What happened
Shares of internet search giant Alphabet (NASDAQ: GOOG)(NASDAQ: GOOGL) tumbled 3.5% through 11:30 a.m. ET Monday -- a loss of nearly $50 billion in market capitalization -- after the publication of a New York Times story suggesting that Alphabet may not be an internet search giant for much longer.
As the Times reported over the weekend, key Alphabet partner Samsung -- which built its smartphone franchise on the back of Google software -- is considering dumping Google and replacing it with Microsoft's ChatGPT-powered Bing as the default search engine on its new smartphones.
So what
And that's not even the worst news for Alphabet.
If Samsung cancels or scales back its contract with Google, this will imperil a $3 billion annual revenue stream for Alphabet. But just a bit farther down the road, Alphabet is preparing to renew an even bigger, $20 billion contract with Apple for use of Google on iPhones. Apple has a history of breaking up with key suppliers in order to go its own way, so this seems like an even bigger risk for Alphabet -- and one investors can't afford to ignore.

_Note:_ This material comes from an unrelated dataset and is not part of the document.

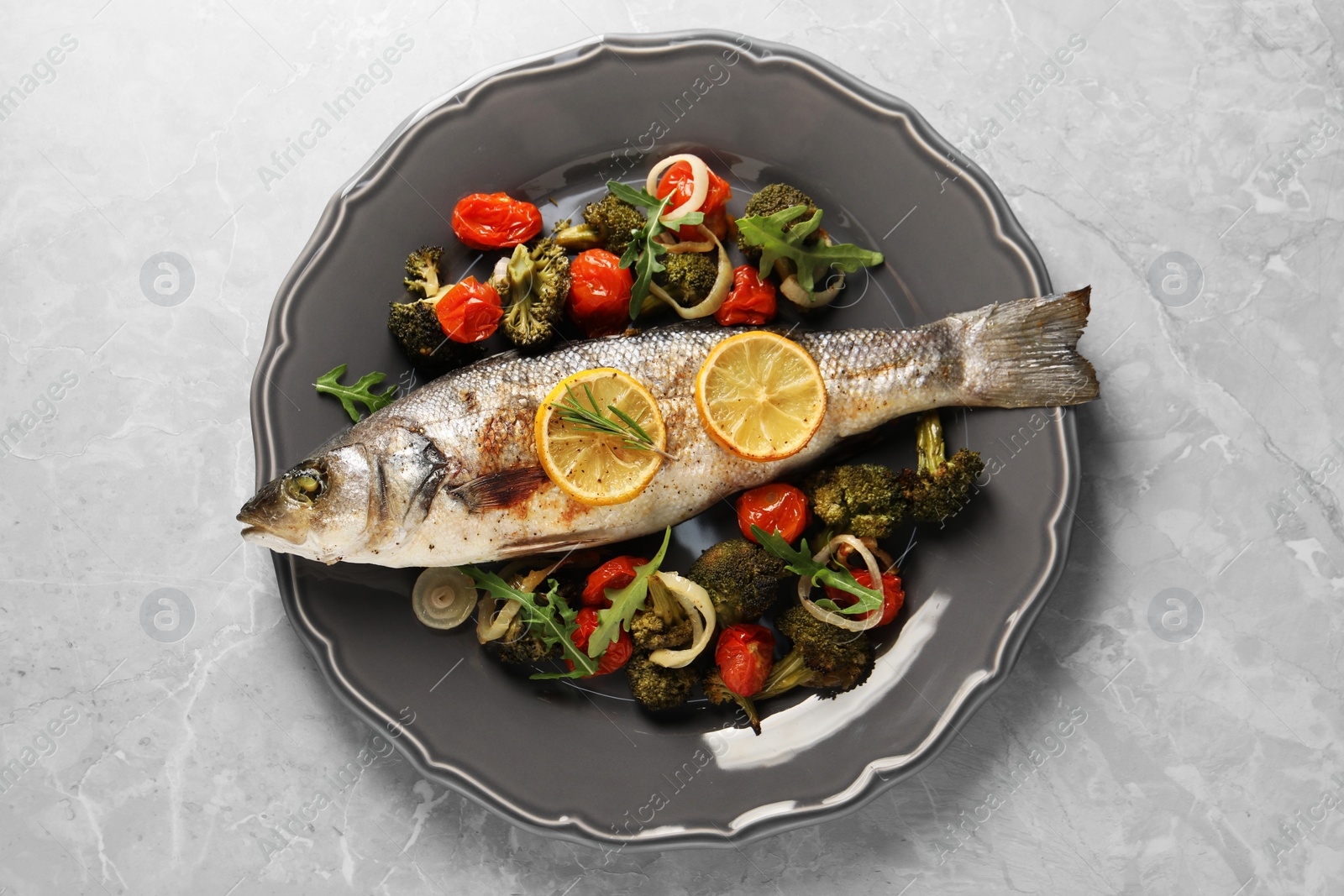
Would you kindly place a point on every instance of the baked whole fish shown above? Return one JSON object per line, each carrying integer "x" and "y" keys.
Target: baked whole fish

The Times describes Alphabet's reaction to the prospect as verging on "panic," as its 80% market share in internet search comes under attack.
Now what
But is "panic" really the correct reaction to this news? Granted, $3 billion -- and certainly $20 billion -- are big numbers. But Google's search business is many times bigger than either of them at an estimated $162 billion per year. And just because a smartphone maker doesn't make Google its default search engine doesn't prevent a user from installing Google independently. In short, the revenue hit here for Google is both hypothetical and potentially not as big as it might be.
The bigger risk, it seems to me, is that Google has ceded the initiative to Microsoft in this new artificial intelligence race. Being forced now to play catch-up to Microsoft (whose Bing was always an also-ran in search, and so had little to lose by shaking things up and seeing how they fell out), Alphabet is making changes to Google on the fly, introducing first a Bard chatbot (which has already had one high-profile flub), and now working feverishly to prepare a new search engine project called Magi.
The more "panic" forces Alphabet to change the business model that has served it for so long, the more chances it will break something by accident.
That's the risk Alphabet investors should be focusing on today, if you ask me.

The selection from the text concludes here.